Blake Geoffrion, in better times. (Hockey: where "that time a guy grabbed you with a stick and shoved you down and the ref caught you" actually does constitute "better times")
The worst thing about playing pro hockey is this: the end might come at any moment and there’s a good chance you won’t even see it coming.
You might say that that applies to all of us. No one knows the day nor the hour, right? Any one of us could get hit by a bus tomorrow. There is a level of chaos inherent in existence, and some of that chaos is potentially fatal to both livelihood and life.

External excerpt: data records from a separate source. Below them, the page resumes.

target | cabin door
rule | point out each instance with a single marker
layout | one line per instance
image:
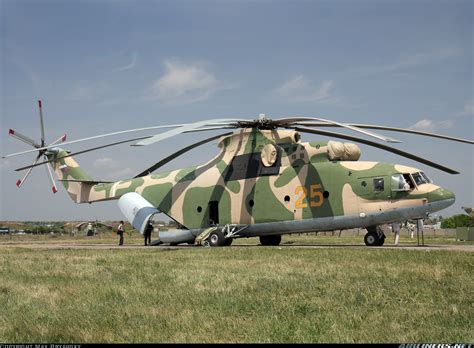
(213, 213)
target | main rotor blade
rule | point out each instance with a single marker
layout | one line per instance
(92, 138)
(178, 153)
(80, 152)
(393, 129)
(211, 123)
(54, 188)
(21, 181)
(291, 120)
(23, 138)
(185, 128)
(380, 146)
(41, 122)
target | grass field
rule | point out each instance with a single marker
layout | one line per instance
(236, 294)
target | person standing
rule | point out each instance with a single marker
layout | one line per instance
(148, 231)
(120, 231)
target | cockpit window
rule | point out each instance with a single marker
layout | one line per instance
(378, 184)
(399, 183)
(426, 177)
(419, 179)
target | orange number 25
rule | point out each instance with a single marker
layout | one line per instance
(316, 197)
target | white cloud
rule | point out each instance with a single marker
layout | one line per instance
(300, 89)
(106, 162)
(427, 125)
(85, 90)
(411, 61)
(131, 65)
(183, 84)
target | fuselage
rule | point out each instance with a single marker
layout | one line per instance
(263, 177)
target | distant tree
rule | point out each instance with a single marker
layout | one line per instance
(460, 220)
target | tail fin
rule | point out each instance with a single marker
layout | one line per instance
(76, 181)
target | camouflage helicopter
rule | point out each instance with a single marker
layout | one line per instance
(264, 182)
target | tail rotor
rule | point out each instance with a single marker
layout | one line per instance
(43, 153)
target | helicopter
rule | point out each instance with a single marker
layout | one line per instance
(264, 182)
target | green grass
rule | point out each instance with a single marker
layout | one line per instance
(134, 238)
(237, 294)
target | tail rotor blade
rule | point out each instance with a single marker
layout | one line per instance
(54, 188)
(61, 139)
(22, 181)
(22, 137)
(41, 122)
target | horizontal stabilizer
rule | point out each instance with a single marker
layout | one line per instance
(92, 182)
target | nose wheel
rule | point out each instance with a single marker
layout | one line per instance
(374, 236)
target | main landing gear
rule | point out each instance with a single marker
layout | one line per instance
(374, 236)
(270, 240)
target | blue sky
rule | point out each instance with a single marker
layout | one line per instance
(103, 66)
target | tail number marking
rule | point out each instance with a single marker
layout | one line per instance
(316, 196)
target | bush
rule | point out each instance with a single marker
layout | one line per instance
(458, 221)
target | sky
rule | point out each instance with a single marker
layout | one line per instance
(104, 66)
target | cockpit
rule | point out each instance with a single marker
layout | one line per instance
(408, 181)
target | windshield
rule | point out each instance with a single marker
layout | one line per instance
(426, 177)
(420, 178)
(399, 183)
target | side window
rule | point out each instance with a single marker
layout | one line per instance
(378, 185)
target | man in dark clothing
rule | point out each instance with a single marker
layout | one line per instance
(120, 231)
(148, 230)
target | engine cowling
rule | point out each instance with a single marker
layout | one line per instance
(136, 209)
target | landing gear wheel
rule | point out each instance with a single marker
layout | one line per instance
(372, 239)
(381, 240)
(270, 240)
(216, 238)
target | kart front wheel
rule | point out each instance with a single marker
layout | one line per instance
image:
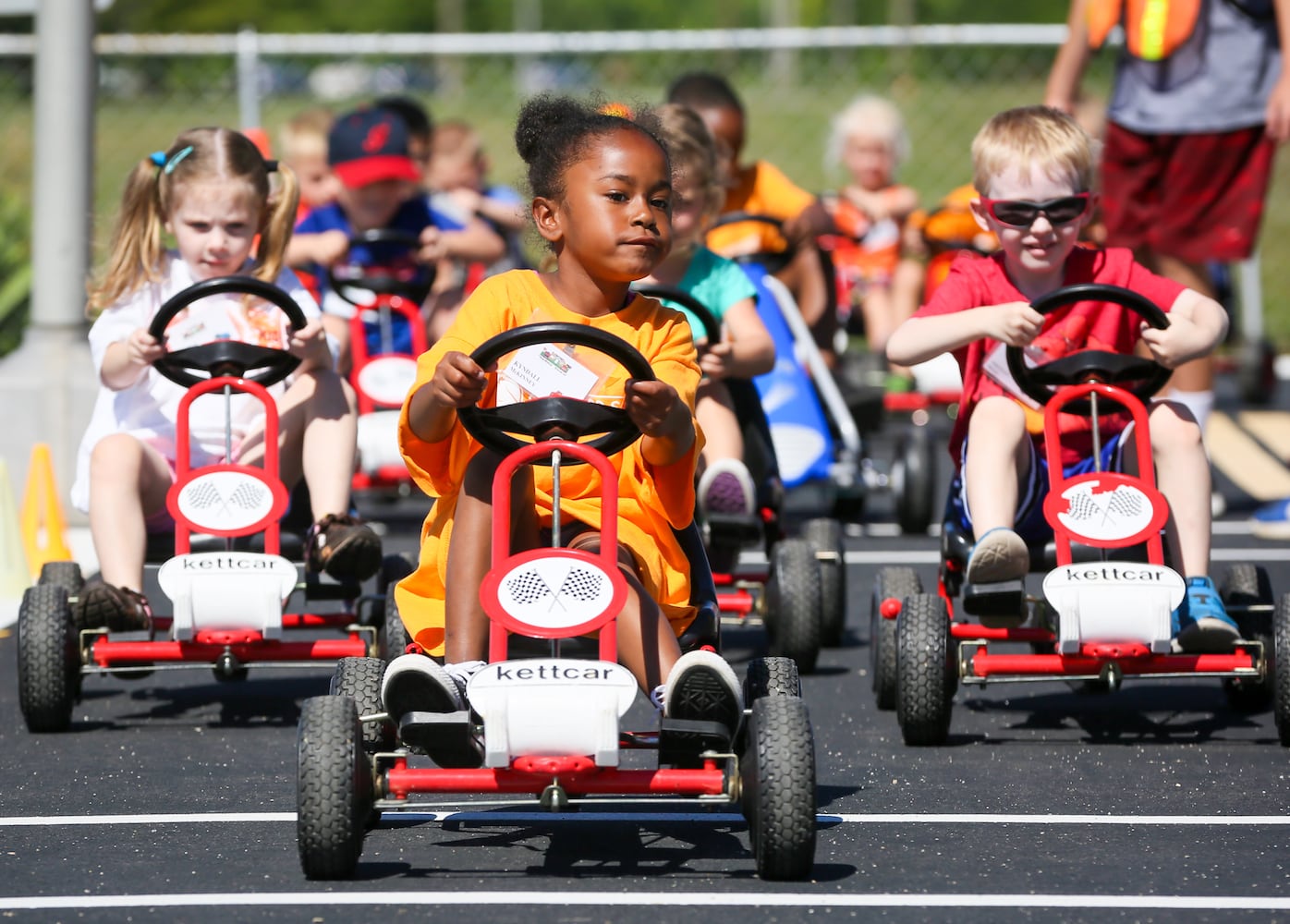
(824, 536)
(794, 604)
(333, 787)
(895, 583)
(925, 670)
(778, 787)
(1281, 669)
(48, 660)
(360, 680)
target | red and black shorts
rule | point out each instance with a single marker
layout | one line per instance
(1196, 198)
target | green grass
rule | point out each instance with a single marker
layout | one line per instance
(788, 119)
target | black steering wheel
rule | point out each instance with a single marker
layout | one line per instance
(711, 325)
(374, 279)
(1136, 374)
(773, 261)
(554, 417)
(225, 358)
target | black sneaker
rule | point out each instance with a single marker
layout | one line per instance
(703, 687)
(344, 546)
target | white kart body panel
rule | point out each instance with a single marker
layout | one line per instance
(551, 708)
(227, 591)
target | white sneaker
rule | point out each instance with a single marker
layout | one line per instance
(702, 686)
(726, 487)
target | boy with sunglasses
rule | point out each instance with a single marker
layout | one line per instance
(1033, 168)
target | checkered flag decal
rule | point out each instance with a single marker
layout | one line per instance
(582, 585)
(527, 588)
(201, 496)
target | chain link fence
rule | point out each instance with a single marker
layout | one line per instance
(945, 79)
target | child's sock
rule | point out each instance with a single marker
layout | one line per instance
(1199, 403)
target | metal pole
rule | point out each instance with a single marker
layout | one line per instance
(62, 162)
(248, 78)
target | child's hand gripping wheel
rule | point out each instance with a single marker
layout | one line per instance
(554, 417)
(235, 359)
(1138, 376)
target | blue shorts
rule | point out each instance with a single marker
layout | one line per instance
(1029, 523)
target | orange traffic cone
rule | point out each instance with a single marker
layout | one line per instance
(43, 524)
(15, 578)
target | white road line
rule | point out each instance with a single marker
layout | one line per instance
(463, 812)
(566, 898)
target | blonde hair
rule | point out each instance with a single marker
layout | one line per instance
(152, 191)
(305, 134)
(693, 152)
(1032, 137)
(869, 116)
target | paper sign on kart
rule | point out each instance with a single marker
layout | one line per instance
(541, 371)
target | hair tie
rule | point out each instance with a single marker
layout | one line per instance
(175, 159)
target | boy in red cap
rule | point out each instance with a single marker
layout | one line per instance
(368, 150)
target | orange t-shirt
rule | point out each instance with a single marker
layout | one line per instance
(651, 500)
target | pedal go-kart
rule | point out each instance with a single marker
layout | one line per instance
(387, 334)
(550, 727)
(800, 594)
(1104, 611)
(227, 581)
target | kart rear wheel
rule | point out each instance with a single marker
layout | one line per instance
(360, 680)
(771, 676)
(912, 479)
(48, 660)
(778, 787)
(1247, 595)
(333, 787)
(925, 671)
(792, 601)
(826, 537)
(898, 583)
(394, 634)
(1281, 669)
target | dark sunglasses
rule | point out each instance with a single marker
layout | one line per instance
(1018, 213)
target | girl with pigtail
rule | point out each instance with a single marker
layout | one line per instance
(211, 191)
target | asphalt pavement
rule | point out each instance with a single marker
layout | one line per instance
(173, 796)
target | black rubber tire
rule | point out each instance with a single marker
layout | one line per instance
(898, 582)
(1281, 669)
(360, 680)
(914, 480)
(333, 787)
(778, 787)
(771, 676)
(65, 575)
(824, 536)
(925, 671)
(394, 634)
(1244, 585)
(792, 599)
(48, 660)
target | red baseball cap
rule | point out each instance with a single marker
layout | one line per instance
(368, 146)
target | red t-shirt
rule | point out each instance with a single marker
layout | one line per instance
(977, 282)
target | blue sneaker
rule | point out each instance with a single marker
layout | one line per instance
(1201, 622)
(1272, 520)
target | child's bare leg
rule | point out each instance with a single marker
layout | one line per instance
(715, 412)
(128, 483)
(1183, 478)
(997, 464)
(647, 644)
(469, 552)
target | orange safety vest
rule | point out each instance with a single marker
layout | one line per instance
(1153, 29)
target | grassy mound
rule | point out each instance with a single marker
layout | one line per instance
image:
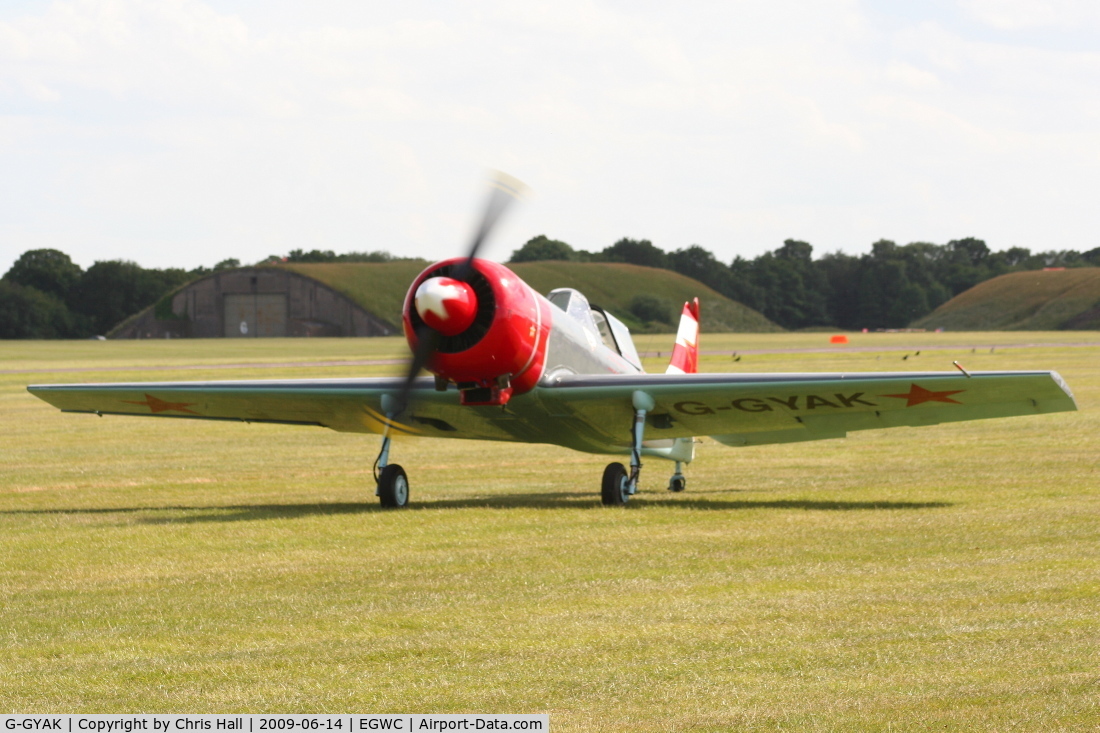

But be realistic: the chances of a random, catastrophic accident befalling an ordinary individual are pretty small. For most people, the changes that might wreck us are the kind of changes we see coming a little ways off. If I work a dangerous job, I know the moments when accidents are most likely and what direction the risk lies. If I have a health problem, I know a fair bit about my trouble, treatment, and eventual prognosis. Maybe I couldn’t tell you precisely what will lay me low or when, but I could probably give you the gist of it. The risk in my life, and likely in yours, is within the realm of predictability.
The risk in hockey, however, is not wholly predictable, and often unpredictable in sudden and devastating ways. In fact, given all the rules, all the training, and all the padding, the most horrible damage is often of the accidental variety. The game provides equations for expected damage- the puck to the nuts you risk from facing down a slapshot, the concussion that’s likely to result from having your head low in the presence of Raffi Torres- but there is so much trauma left outside the arithmetic of risk. Taylor Hall never laced up his skates thinking, tonight perhaps a teammate will stomp on my head with a skate blade. Richard Zednick never thought, well, sometimes you battle along the boards and your carotid gets cut open, that’s just part of the game.
And I rather doubt Blake Geoffrion expected that a perfectly clean, ass-to-body hipcheck would leave him with a hole in his skull the size of a silver dollar and a hole in his hockey future the size, perhaps, of forever.